Several senior Ukrainian officials resigned on Tuesday after being forced out over a corruption scandal that has rocked Ukraine, resulting in the biggest government shake-up since Russia’s invasion.
Ukrainian President Volodymyr Zelensky said in his nightly address on Monday that he decided to make “personnel decisions” after Ukraine’s deputy infrastructure minister, Vasyl Lozynskyy, was dismissed and arrested over allegations of embezzlement.
Lozynskyy was arrested after the National Anti-Corruption Bureau of Ukraine accused him of receiving a $400,000 bribe for facilitating the over-priced purchase of generators that were imported into Ukraine in September.
Officials in Ukraine’s Defense Ministry were accused of being involved in the purchase of military goods, including food supplies, at inflated prices. The allegations resulted in the resignation of Vyacheslav Shapovalov, the deputy defense minister, who reportedly oversaw the purchases.
Ukraine’s Defense Ministry insists there was no wrongdoing and any inflated prices were due to a “technical mistake.” The allegations have put Ukrainian Defense Minister Oleksii Reznikov under scrutiny, although he remains in his position.
Another Ukrainian official to resign was Kyrylo Tymoshenko, the president’s deputy head of office, who was spotted driving luxury sportscars throughout the war. Ukrainian media also reported that Tymoshenko was living in a mansion that he rented for $6,000 per month, although similar properties in the same area typically went for between $10,000 to $25,000 per month.
Several other high-level officials also resigned on Tuesday, including regional governors. According to BBC, the other top-level officials who were forced out include:
- Deputy Prosecutor General Oleskiy Symonenko
- Deputy Minister for Development of Communities and Territories Ivan Lukerya
- Deputy Minister for Development of Communities and Territories Vyacheslav Negoda
- Deputy Minister for Social Policy Vitaliy Muzychenko
- And the regional governors of Dnipropetrovsk, Zaporizhzhia, Kyiv, Sumy, and Kherson
Ukraine has always been notorious for its corruption, and Western officials often cited the issue when arguing why the country couldn’t join the EU or NATO. In June 2021, President Biden was asked if Ukraine will join NATO and said, “The fact is they still have to clean up corruption.”
But since Russia invaded Ukraine, the corruption concerns have waned as the US has authorized over $113 billion to spend on the war with very little oversight.

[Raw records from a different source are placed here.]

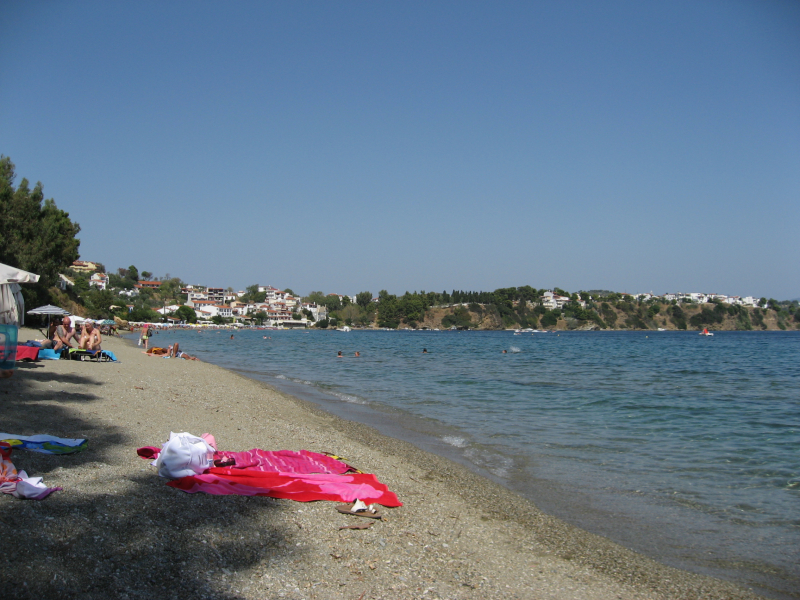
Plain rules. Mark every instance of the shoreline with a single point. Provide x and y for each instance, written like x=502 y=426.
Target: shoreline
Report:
x=458 y=535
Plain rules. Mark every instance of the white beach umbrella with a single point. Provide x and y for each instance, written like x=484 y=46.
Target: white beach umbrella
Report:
x=12 y=305
x=48 y=310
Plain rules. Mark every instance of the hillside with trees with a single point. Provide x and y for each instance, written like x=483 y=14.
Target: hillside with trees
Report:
x=521 y=307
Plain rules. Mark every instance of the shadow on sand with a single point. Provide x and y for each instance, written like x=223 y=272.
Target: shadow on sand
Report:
x=128 y=535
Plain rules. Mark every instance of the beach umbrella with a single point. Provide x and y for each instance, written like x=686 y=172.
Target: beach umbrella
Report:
x=48 y=310
x=12 y=305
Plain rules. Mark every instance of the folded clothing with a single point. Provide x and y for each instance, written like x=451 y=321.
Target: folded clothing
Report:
x=17 y=483
x=303 y=476
x=27 y=353
x=46 y=444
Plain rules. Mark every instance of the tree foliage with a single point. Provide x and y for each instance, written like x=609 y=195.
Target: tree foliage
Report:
x=35 y=235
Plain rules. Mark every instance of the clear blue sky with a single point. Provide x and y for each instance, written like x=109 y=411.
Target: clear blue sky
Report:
x=354 y=146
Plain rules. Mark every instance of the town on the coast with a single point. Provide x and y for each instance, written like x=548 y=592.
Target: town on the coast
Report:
x=138 y=297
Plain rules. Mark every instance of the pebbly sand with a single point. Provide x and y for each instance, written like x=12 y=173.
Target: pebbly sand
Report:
x=117 y=531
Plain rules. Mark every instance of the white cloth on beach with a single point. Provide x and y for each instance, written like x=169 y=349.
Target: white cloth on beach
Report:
x=184 y=454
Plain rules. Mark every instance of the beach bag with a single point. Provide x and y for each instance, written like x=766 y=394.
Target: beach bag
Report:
x=184 y=455
x=78 y=354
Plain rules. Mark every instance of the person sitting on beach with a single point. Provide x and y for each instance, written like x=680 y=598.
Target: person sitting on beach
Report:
x=176 y=353
x=90 y=338
x=63 y=334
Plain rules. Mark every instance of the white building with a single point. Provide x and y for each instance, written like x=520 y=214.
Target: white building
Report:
x=99 y=280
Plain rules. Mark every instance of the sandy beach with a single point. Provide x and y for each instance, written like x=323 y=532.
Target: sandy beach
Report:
x=117 y=531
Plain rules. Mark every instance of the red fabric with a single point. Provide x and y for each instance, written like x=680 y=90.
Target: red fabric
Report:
x=303 y=476
x=302 y=488
x=284 y=461
x=27 y=353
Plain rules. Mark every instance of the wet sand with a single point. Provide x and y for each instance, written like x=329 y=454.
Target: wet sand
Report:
x=116 y=530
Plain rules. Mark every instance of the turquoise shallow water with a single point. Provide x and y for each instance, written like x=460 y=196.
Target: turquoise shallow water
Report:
x=682 y=447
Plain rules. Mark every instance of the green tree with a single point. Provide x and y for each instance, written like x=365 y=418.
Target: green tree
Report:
x=35 y=235
x=186 y=313
x=363 y=299
x=388 y=311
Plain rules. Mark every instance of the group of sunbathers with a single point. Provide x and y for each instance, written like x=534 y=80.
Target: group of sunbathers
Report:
x=61 y=335
x=172 y=352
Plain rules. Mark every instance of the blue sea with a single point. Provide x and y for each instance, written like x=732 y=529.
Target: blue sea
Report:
x=682 y=447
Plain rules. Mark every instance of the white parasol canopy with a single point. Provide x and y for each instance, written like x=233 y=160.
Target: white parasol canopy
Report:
x=12 y=305
x=48 y=310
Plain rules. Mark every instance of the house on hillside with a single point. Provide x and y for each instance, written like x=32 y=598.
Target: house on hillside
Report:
x=84 y=266
x=99 y=280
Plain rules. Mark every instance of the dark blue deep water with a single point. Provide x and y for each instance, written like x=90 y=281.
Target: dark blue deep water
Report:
x=682 y=447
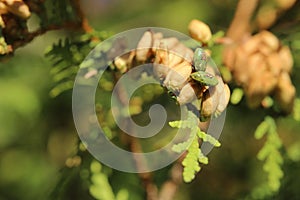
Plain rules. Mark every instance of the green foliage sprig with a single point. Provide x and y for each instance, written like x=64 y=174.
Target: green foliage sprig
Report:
x=270 y=154
x=66 y=57
x=100 y=188
x=194 y=156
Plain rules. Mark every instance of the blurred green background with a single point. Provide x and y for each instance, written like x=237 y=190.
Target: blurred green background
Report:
x=37 y=133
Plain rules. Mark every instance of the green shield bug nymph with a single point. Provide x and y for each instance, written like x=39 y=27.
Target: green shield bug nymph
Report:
x=205 y=78
x=200 y=60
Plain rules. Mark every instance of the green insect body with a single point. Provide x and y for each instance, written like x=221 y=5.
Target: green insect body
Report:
x=205 y=78
x=200 y=60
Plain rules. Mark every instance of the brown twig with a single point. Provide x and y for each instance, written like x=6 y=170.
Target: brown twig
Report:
x=83 y=20
x=240 y=24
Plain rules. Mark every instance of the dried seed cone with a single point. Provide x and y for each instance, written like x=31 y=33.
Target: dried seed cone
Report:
x=258 y=64
x=172 y=65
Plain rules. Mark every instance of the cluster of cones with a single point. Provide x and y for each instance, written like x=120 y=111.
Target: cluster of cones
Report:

Included in that amount are billions in “direct budgetary aid,” which is money that is handed directly to the Ukrainian government.

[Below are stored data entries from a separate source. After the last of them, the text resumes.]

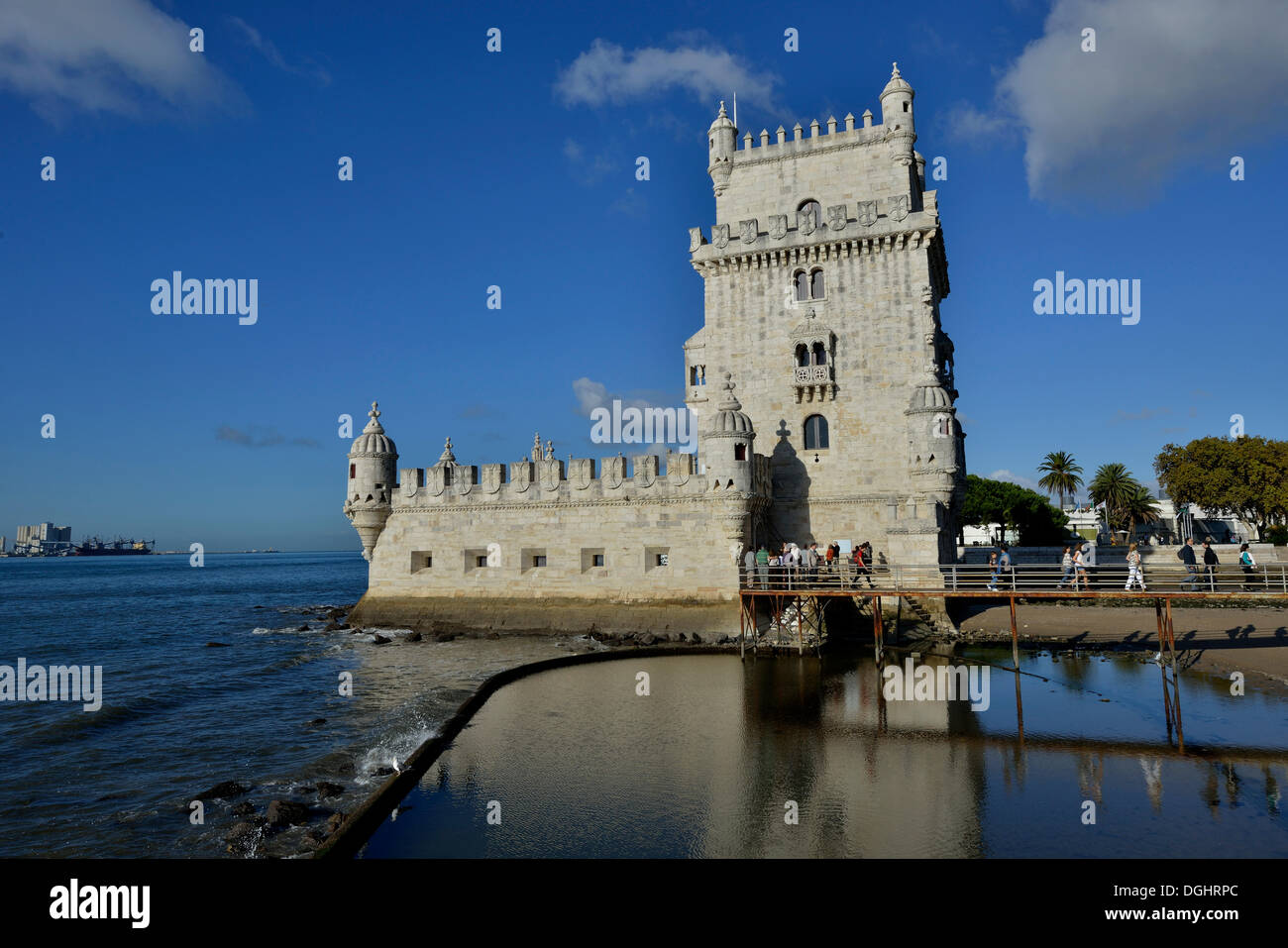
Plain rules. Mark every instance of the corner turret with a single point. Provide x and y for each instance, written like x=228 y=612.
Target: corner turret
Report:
x=721 y=142
x=373 y=474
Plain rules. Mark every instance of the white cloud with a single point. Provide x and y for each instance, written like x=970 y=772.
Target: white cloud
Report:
x=1171 y=82
x=269 y=51
x=1017 y=479
x=110 y=55
x=608 y=73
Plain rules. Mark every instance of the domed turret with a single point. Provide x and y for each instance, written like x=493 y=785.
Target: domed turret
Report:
x=720 y=147
x=373 y=474
x=726 y=445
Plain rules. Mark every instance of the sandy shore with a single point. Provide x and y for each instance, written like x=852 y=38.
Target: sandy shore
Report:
x=1214 y=639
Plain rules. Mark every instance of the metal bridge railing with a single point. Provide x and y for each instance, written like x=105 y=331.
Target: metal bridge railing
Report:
x=975 y=578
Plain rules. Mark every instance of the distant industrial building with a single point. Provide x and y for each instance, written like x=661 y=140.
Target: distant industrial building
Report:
x=43 y=537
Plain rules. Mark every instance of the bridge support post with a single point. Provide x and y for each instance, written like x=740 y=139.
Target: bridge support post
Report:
x=1016 y=638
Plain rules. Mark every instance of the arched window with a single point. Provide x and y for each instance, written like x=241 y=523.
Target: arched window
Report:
x=815 y=433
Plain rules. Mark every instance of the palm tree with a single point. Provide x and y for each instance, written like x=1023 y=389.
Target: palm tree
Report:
x=1115 y=487
x=1141 y=507
x=1060 y=473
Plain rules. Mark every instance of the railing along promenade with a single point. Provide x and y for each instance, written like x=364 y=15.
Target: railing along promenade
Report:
x=789 y=590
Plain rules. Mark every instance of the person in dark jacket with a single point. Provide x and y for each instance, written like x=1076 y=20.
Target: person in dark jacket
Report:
x=1210 y=562
x=1192 y=571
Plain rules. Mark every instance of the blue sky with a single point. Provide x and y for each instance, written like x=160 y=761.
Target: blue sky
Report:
x=516 y=168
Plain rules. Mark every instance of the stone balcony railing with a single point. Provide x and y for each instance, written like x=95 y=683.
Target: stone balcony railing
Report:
x=806 y=375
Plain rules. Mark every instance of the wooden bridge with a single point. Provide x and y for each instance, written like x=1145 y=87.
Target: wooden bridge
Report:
x=795 y=596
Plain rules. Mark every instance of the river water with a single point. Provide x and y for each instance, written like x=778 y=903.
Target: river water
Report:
x=799 y=758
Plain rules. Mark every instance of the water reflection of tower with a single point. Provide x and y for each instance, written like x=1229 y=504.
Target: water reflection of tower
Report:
x=1153 y=769
x=1091 y=775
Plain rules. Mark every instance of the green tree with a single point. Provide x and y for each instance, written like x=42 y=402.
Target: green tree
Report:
x=1141 y=507
x=1060 y=474
x=1010 y=505
x=1115 y=487
x=1235 y=476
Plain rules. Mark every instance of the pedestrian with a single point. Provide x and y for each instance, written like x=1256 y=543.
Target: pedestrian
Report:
x=1080 y=569
x=1134 y=574
x=1192 y=572
x=1004 y=566
x=1065 y=567
x=1210 y=562
x=1248 y=565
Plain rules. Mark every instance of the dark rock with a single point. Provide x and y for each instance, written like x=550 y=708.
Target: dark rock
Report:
x=224 y=791
x=286 y=813
x=244 y=835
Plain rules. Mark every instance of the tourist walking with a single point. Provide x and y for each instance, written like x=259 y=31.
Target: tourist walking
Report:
x=1004 y=566
x=1134 y=575
x=1065 y=567
x=1080 y=569
x=1192 y=572
x=1210 y=562
x=1248 y=565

Zelensky’s actions in response to the corruption scandal were enough to satisfy hawks in Congress who favor pouring more money and weapons into the country. “It’s a defining moment for Ukraine. It’s a defining moment for all of us, Germany, the United States, all of our allies. We expect that President Zelensky will follow through with a promise he made that Ukraine is going to change on the corruption front,” Sen. Lindsey Graham (R-SC) said Tuesday.